日本文化の神髄とも言える「宮廷文学」の魅力を、生涯を通じて現代に伝え続けた偉大な学者が、静かに世を去りました。国文学者の岩佐美代子さんが2020年1月17日、肺炎のため93歳で息を引き取ったことが報じられたのです。彼女は日本経済の礎を築いた渋沢栄一のひ孫にあたる血筋で、気品ある佇まいと深い知性、そして文学への情熱を併せ持つ特別な存在でした。
岩佐さんといえば、難解な古典の世界を独自の感性で紐解いた、数々の素晴らしい著作で知られています。特に『光厳院御集全釈』のような専門書は、当時の朝廷の文化や歌人の心の機微を驚くほど鮮やかに再現し、学術界に多大な貢献を果たしました。さらに、一般向けに執筆された『宮廷文学のひそかな楽しみ』は、古典へのハードルを下げて多くのファンを魅了した傑作です。
ここで言う宮廷文学とは、平安時代から室町時代などにかけて、天皇や貴族たちが暮らした華やかな「宮廷」の社会で生まれた日記や和歌、物語といった文学作品の総称を指します。これらは当時の最高峰の教養を持った人々が紡いだ言葉であり、歴史的価値が極めて高いものです。岩佐さんはこの奥深い世界をただ研究するだけでなく、そこに生きる人々の人間ドラマとして生き生きと蘇らせる特殊な才能をお持ちでした。
この突然の悲報に、インターネットのSNS上では驚きと深い悲しみの声が次々と上がっています。ネット上では「岩佐先生の著書をきっかけに古典文学の面白さに目覚めた」「難解な和歌の解釈が、先生の手にかかるとまるで現代の恋愛小説のようにリアルに感じられた」といった投稿が相次ぎました。専門家のみならず、多くの読者の心に彼女の言葉が深く息づいている事実が、改めて浮き彫りになっています。

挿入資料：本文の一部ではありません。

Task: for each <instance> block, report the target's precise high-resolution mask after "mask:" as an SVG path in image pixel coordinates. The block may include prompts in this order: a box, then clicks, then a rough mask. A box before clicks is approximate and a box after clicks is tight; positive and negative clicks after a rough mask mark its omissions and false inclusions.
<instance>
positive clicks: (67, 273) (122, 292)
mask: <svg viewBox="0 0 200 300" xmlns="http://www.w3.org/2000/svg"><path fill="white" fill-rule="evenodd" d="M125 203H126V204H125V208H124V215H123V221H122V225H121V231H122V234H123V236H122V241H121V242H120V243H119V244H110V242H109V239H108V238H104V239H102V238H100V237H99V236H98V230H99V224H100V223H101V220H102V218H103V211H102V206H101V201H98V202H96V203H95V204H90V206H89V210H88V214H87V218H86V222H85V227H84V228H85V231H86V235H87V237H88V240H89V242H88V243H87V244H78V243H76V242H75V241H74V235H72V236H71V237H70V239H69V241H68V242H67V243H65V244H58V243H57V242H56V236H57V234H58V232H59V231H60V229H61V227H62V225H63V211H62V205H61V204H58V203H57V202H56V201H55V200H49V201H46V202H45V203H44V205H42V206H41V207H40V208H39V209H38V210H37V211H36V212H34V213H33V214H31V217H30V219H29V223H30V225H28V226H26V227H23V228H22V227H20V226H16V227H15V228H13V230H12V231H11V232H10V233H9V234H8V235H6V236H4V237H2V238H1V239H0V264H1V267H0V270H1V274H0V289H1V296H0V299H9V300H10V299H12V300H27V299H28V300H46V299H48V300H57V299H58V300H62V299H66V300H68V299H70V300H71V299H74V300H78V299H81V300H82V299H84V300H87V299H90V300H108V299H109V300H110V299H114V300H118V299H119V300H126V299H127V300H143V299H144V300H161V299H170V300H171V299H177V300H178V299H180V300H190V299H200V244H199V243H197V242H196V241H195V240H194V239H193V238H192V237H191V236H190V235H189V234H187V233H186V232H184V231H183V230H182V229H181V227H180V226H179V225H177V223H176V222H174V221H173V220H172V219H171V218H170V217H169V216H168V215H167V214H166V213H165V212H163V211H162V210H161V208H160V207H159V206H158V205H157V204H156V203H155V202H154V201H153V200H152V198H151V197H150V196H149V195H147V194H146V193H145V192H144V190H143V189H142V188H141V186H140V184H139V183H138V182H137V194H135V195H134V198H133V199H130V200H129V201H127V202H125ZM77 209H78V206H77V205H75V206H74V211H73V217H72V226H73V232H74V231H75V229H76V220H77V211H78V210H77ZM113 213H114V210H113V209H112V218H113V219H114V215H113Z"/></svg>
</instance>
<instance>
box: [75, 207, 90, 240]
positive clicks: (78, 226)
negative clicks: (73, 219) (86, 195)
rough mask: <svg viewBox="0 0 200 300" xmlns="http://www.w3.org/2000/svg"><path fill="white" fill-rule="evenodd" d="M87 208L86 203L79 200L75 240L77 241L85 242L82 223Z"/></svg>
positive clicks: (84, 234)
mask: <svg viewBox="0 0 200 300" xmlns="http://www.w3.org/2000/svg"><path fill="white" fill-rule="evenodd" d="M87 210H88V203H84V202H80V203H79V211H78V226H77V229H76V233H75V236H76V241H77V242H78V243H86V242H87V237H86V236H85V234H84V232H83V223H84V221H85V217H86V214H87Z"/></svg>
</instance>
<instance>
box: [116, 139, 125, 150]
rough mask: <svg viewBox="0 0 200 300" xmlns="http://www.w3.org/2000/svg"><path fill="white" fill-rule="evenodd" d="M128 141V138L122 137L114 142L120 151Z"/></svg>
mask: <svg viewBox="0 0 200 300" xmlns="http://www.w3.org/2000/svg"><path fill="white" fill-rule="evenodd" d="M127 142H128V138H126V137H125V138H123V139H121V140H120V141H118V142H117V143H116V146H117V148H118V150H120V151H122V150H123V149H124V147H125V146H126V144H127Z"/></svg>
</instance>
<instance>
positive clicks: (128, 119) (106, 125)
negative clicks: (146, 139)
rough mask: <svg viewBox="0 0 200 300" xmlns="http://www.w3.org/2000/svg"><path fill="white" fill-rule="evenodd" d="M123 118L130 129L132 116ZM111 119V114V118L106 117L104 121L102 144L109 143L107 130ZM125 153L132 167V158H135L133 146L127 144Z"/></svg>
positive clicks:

私自身、彼女が遺した功績は日本の文学界にとって計り知れないほど大きいと考えております。歴史的な名家の血筋という背景に甘んじることなく、地道で膨大な研究を積み重ねて独自の地位を築かれた姿勢には、敬意を表さずにはいられません。古き良き日本の心を現代に翻訳してくれた彼女の情熱は、次の世代の研究者や、古典を愛する読者たちによって未来永劫語り継がれていくことでしょう。
最期のお別れの場となる告別式は、2020年1月20日の午前10時30分より執り行われる予定です。会場は神奈川県海老名市中央2の1の14にある海老名セレモニーホールとなっており、喪主は長男である泉氏が務められます。一時代を築いた偉大な知性の冥福を祈りつつ、私たちが今できることは、彼女が愛した宮廷文学の数々に今一度触れ、その美しさを胸に刻み込むことではないでしょうか。